World Record Penny Pyramid (289,318 pennies - 300 hours in under 3 minutes (it's a time lapse clip).  The main site has diagrams of how big a stack a billion pennies would make.

I keep running into Mehmet Ozgur's smoke photos on arts sites and general "neat-o" sites. Coming soon to a college dorm poster near you.

The world's top 20 most livable cities - The closest American city is Honolulu at #27.

Since some folks are growling their way through those little newsprint books, Tax Freedom Day is April 30th this year. I'd never heard of it before.  It's the theoretical day that the American workforce covers the year's tax burden and keeps the money it makes.

Is Google Voice Local Search new or just new to me? I remember reading about it once but I didn't realize it was up and running. UPDATE: Oops, no it's new.

Backhoe row - My first thought was that it would be really inefficient to row a boat with a backhoe, but it probably does give a really big push.

Speaking of quick clips, Does web video have to be short? My first answer was yes, because something like this video of a V8 engine block being machined from a solid cube of metal is just too long. But part of the point in the blog entry is that if Tivo can ingest your Web video and make a playlist for you, does that change how long you're willing to sit and watch?

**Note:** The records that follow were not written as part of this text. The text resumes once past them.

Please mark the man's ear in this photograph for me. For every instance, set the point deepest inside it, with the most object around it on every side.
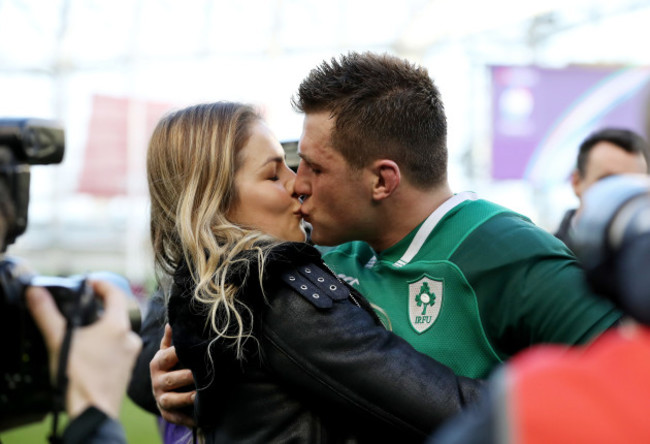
(386, 178)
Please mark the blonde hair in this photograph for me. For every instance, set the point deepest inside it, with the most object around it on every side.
(193, 156)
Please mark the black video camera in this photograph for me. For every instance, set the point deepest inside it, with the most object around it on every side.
(26, 392)
(612, 240)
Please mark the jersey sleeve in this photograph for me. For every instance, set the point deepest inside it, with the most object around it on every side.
(530, 287)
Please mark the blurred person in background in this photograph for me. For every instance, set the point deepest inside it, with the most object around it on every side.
(99, 367)
(596, 393)
(603, 153)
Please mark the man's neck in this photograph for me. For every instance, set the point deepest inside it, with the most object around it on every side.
(407, 209)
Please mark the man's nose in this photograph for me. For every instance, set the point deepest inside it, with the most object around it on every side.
(301, 185)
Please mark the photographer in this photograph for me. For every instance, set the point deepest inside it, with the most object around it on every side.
(97, 375)
(598, 393)
(71, 345)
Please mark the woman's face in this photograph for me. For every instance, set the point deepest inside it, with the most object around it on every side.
(264, 183)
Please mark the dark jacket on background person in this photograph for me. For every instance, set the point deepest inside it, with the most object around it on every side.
(320, 369)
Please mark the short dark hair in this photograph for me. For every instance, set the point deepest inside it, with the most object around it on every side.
(385, 107)
(624, 138)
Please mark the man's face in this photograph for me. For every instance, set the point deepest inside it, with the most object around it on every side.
(606, 159)
(336, 198)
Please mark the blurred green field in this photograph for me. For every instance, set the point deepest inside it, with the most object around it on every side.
(140, 427)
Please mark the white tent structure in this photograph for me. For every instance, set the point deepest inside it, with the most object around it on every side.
(58, 56)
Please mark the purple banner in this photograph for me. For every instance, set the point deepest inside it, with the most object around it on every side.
(540, 116)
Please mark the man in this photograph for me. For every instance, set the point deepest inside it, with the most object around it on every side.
(604, 153)
(463, 280)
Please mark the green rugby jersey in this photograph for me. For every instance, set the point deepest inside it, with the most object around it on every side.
(474, 284)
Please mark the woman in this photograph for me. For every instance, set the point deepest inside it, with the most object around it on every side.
(280, 349)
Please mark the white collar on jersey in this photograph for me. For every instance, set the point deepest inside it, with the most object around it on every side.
(430, 223)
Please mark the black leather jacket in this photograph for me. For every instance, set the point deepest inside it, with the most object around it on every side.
(321, 368)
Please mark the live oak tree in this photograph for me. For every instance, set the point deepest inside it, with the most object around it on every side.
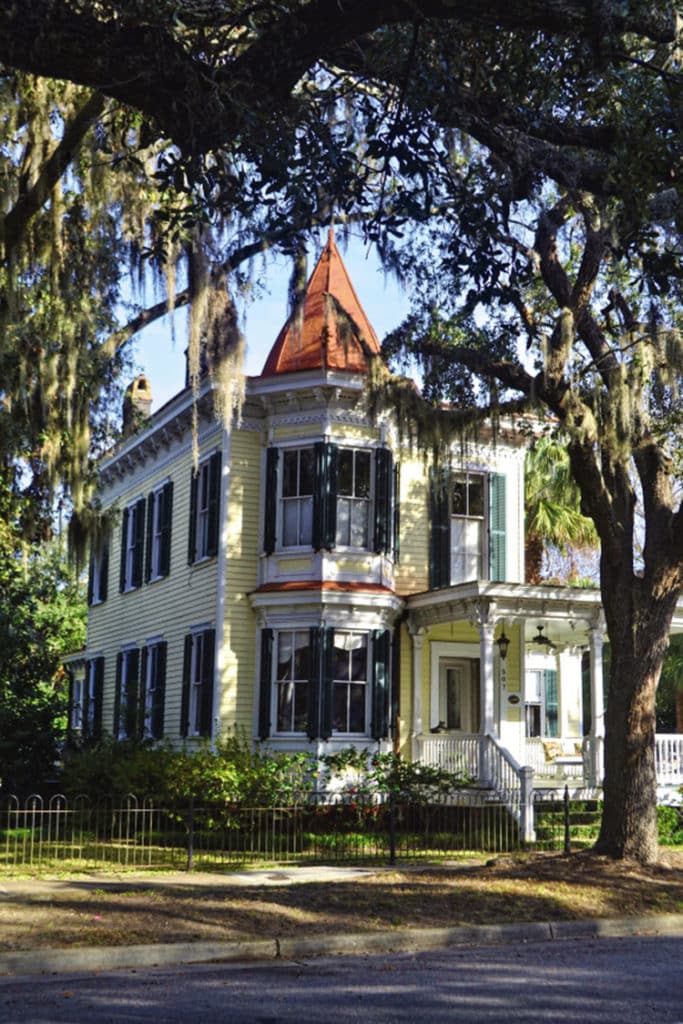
(539, 144)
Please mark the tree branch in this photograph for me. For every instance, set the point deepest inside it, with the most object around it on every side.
(30, 202)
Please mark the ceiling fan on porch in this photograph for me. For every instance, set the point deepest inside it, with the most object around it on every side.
(542, 640)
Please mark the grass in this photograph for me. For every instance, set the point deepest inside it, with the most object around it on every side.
(122, 909)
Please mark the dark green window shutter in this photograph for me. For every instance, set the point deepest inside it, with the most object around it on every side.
(104, 569)
(70, 677)
(439, 532)
(206, 713)
(142, 692)
(396, 512)
(325, 496)
(270, 512)
(99, 689)
(383, 486)
(124, 545)
(160, 692)
(395, 682)
(152, 500)
(315, 647)
(117, 695)
(191, 537)
(138, 540)
(326, 678)
(552, 706)
(186, 668)
(264, 695)
(166, 512)
(214, 504)
(381, 683)
(497, 527)
(132, 683)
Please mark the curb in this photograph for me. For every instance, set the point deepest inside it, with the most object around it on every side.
(403, 940)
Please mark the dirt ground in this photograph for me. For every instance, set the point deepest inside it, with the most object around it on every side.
(80, 910)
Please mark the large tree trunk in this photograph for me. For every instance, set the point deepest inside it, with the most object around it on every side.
(638, 628)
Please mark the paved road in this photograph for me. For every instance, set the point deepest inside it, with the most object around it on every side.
(616, 981)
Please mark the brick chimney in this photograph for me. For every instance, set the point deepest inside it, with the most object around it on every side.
(136, 404)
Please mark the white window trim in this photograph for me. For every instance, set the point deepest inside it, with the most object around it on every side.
(155, 540)
(282, 500)
(195, 691)
(130, 542)
(123, 690)
(78, 690)
(369, 502)
(339, 734)
(150, 646)
(482, 520)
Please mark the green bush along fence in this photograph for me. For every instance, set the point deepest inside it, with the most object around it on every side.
(57, 835)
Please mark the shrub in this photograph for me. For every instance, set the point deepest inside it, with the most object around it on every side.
(230, 773)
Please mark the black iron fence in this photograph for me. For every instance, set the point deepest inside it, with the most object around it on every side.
(134, 834)
(56, 834)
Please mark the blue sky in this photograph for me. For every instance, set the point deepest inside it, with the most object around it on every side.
(163, 360)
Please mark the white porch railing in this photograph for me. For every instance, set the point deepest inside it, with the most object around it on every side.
(512, 782)
(669, 759)
(485, 760)
(452, 753)
(568, 757)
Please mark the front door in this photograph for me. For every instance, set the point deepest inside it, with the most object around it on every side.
(459, 695)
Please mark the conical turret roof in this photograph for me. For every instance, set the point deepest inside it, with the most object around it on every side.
(325, 336)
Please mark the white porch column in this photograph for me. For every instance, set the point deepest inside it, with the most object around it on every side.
(597, 706)
(486, 721)
(418, 637)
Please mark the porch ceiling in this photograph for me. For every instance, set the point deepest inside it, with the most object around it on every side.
(565, 612)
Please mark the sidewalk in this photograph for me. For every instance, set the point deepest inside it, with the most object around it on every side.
(386, 940)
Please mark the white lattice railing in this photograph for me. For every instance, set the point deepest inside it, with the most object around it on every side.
(456, 754)
(568, 762)
(483, 758)
(669, 758)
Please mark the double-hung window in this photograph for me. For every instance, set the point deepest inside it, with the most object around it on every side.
(323, 681)
(126, 694)
(204, 509)
(292, 680)
(541, 702)
(324, 496)
(153, 680)
(353, 497)
(98, 571)
(160, 512)
(86, 700)
(197, 710)
(78, 691)
(132, 546)
(467, 527)
(297, 501)
(349, 684)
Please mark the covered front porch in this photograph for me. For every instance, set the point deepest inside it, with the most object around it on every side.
(507, 686)
(462, 752)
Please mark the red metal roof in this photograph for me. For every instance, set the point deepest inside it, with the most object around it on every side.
(321, 339)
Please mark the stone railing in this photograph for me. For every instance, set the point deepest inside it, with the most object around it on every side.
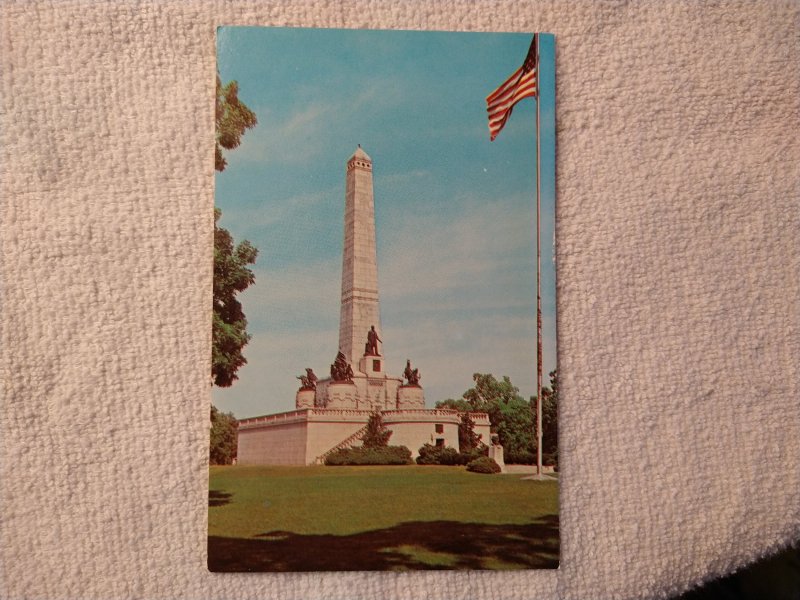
(338, 414)
(345, 443)
(287, 417)
(421, 414)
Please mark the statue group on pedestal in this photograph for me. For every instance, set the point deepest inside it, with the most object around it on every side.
(371, 347)
(341, 369)
(412, 375)
(308, 381)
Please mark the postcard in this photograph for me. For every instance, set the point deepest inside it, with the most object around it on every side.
(384, 369)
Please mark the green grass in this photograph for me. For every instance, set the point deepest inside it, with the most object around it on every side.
(378, 518)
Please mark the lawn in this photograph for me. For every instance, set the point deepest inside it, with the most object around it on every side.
(378, 518)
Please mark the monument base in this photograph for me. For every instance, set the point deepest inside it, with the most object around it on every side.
(371, 365)
(496, 453)
(410, 396)
(304, 398)
(342, 395)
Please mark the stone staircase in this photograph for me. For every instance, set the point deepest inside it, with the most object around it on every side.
(345, 443)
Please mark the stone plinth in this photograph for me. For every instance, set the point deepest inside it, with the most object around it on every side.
(371, 365)
(304, 398)
(342, 395)
(410, 396)
(496, 452)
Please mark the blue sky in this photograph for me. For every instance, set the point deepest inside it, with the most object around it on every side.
(455, 213)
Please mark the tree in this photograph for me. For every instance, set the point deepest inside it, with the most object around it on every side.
(231, 276)
(376, 436)
(510, 415)
(223, 437)
(468, 440)
(231, 272)
(232, 119)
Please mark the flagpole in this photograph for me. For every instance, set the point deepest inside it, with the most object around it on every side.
(538, 275)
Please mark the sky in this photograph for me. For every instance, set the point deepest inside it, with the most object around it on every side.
(455, 214)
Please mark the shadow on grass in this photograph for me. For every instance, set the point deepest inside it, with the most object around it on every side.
(217, 498)
(414, 545)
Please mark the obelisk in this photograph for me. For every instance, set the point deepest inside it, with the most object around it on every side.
(360, 305)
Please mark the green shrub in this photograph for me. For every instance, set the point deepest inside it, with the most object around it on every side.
(484, 464)
(387, 455)
(442, 455)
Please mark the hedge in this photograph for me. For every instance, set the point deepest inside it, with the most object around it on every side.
(441, 455)
(388, 455)
(484, 464)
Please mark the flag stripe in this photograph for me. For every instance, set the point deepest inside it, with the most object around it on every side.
(524, 91)
(523, 83)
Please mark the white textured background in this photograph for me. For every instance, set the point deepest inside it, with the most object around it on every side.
(679, 279)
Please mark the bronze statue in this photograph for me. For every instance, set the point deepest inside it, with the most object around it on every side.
(412, 375)
(372, 342)
(341, 369)
(308, 381)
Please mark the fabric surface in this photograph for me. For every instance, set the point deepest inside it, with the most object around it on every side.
(678, 242)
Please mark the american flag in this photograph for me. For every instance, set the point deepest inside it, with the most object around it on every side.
(521, 84)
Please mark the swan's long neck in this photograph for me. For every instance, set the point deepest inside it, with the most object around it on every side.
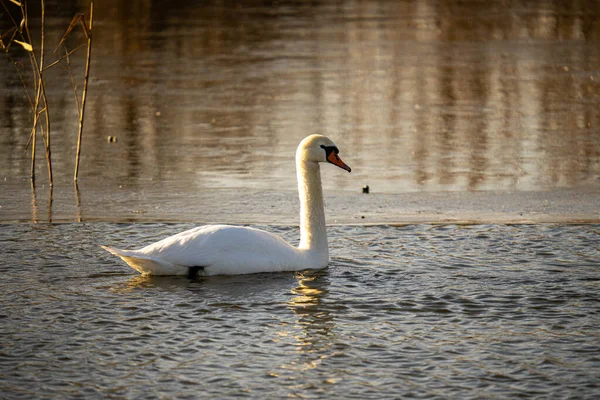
(313, 232)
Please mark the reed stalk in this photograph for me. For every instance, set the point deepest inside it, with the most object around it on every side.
(84, 94)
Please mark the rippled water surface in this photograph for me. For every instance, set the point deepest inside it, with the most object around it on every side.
(420, 311)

Not quite a global warming denial but pretty close. My favorite line is also my least favorite: "The current alarm rests on the false assumption not only that we live in a perfect world, temperaturewise, but also that our warming forecasts for the year 2040 are somehow more reliable than the weatherman's forecast for next week."  I'm always up for bashing the weathermen who slowly change the forecast for tomorrow as tomorrow gets closer and even then get it wrong. I'm even open to the suggestion that the earth might do better or just as well at a slightly warmer temperature.  But my understanding of the current alarm is that the change itself is the problem.  That change is what causes erratic weather and a shift in the jet stream and that's what's so potentially catastrophic.

Speaking of bad science, here's a disturbing story of "post hoc coincidence detection" and the dangers of bad math.  The probability that a woman committed a series of murders is miscalculated and then combined with some cart before the horse reasoning to get a woman a lifetime conviction. (The point isn't that she's innocent, just that the case isn't constructed correctly.)